起業家の働き方改革(1)

 

先月、あるベンチャー企業の経営者とのミーティングを予定していたところ、直前になって体調不良ということでキャンセルされたことがありました。既に先方のオフィスが入居しているビルに到着していましたが、仕方なく帰るしかありませんでした。

 

ベンチャーに限りませんが、経営者は多忙なものです。つい無理を重ねてしまった結果、体調を崩してしまうことはやむを得ないかもしれません。こうしたドタキャンでも、1分でも事前にアポをキャンセルされれば、まだいいほうかもしれません。
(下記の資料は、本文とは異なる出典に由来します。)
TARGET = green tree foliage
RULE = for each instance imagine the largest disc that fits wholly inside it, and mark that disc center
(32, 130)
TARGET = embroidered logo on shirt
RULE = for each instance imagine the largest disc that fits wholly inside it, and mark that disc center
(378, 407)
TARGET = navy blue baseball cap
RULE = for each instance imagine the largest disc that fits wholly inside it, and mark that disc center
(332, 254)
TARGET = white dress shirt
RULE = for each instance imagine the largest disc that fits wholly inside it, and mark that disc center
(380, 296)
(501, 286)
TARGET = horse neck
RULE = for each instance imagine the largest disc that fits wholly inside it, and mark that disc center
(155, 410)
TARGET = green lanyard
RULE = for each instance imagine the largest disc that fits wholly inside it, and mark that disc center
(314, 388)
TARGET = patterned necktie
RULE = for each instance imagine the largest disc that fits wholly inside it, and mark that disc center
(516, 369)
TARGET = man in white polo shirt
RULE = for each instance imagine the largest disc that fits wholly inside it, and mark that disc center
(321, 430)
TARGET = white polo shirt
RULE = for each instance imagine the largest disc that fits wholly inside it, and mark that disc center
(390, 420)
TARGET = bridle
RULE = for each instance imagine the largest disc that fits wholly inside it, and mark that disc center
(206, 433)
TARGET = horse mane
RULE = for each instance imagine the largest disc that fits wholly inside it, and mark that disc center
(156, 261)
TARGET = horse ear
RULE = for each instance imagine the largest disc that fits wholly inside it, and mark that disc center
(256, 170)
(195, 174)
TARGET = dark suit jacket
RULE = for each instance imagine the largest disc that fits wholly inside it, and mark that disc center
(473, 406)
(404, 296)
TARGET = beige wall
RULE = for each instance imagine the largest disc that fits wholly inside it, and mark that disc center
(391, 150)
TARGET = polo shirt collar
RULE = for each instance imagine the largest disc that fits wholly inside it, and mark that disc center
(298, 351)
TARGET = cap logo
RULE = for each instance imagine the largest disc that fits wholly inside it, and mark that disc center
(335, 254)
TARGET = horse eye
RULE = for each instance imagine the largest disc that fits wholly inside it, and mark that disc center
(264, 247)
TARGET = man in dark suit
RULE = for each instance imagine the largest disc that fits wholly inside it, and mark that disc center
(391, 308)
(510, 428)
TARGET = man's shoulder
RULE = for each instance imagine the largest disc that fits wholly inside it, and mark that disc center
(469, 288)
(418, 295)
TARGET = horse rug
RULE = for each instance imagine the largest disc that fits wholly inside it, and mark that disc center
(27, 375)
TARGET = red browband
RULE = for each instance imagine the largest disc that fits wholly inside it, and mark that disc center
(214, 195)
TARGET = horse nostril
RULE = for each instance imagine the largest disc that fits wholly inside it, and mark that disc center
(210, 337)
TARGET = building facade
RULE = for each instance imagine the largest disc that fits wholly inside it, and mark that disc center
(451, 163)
いつまで待っても連絡がつかないのが最も困ります。病気に限らず、事故や災害に巻き込まれたり、交通機関のトラブルに遭遇してしまったりなど、本人にはまったく落ち度がないことが原因であっても、待たされるほうは、時間は消費されるままで、取り返しがつきません。待っている間に他の仕事を処理できればいいのですが、そういう時に限って処理できそうな仕事が見つからず、待っている時間だけが過ぎていきがちです。待ち時間というのは、そうそう他に転用するわけにはいきません。

もちろん、再度、アポを設定し直してミーティングをすればいいのですが、今日行うミーティングと明日とではタイミングが違います。どちらが相互にメリットのより多いミーティングとなるかはわかりませんが、再度行うミーティングまでに過ぎ去る時間が1時間でも多いほど、ミーティングの意味が失われていくことが多いように感じてきたのは、筆者だけでしょうか。

実際、再度のミーティングを行わないことのほうが多いかもしれません。それだけ、タイミングのもつ意味は大きいのです。

 

この出来事をあるVC関係者に話したところ、次のように言われました。

「それは、要するに自己管理ができていないということでしょう。本人の自己管理、家族管理、事業管理と段階的にマネジメントは難しくなります。自己管理もできない人に、起業家として事業のマネジメントができるはずがないでしょう。」

 厳しい表現かもしれませんが、自己管理ができない人には、起業とか経営者として事業をリードしていくことは、やはり無理でしょう。

とりわけ、起業の準備や起業直後では、起業家本人だけとか手伝ってくれる人が若干名ということが標準的でしょう。起業家は個人事業主みたいなものですから、すべて本人が直接対応しなければ話が進みません。そうした責任があることを分かっていれば、自己管理を適切にして関係者に迷惑をかけないように努めるでしょう。

不幸にも、周囲に迷惑をかけることになってしまったら、できるだけ手早く相手に連絡を取るなどして、自分の事情を相手に伝えて理解を得られるようにした上で、相手の事情も考慮して次の打ち手を捻り出すことになります。

こうしたトラブル対応の巧拙が、実は、起業したビジネスが伸びていくかどうかの分岐点になることもあります。

起業は自動的に事業の成長を意味するわけではありません。さまざまなトラブルを乗り越えることで、事業を成長させていくのです。体調不良でミーティングをキャンセルするにしても、そのやりかたや事後の対応で、関係者からの信用を得ることができるかもしれませんし、反対にまったく相手にされなくなる虞も大いにあります。

起業した事業も会社も、世間での認知度は一般的にいって低いのが当然です。急なトラブルに見舞われたとしても、災い転じて福と成すことができるように、絶えず、頭の中で状況のシミュレーションを行っておいて、いざという時に慌てずに、相手に迷惑ができるだけかからないように対応する術を身につけておくのも、起業家の基本的なビジネススキルのひとつと言えるのではないでしょうか。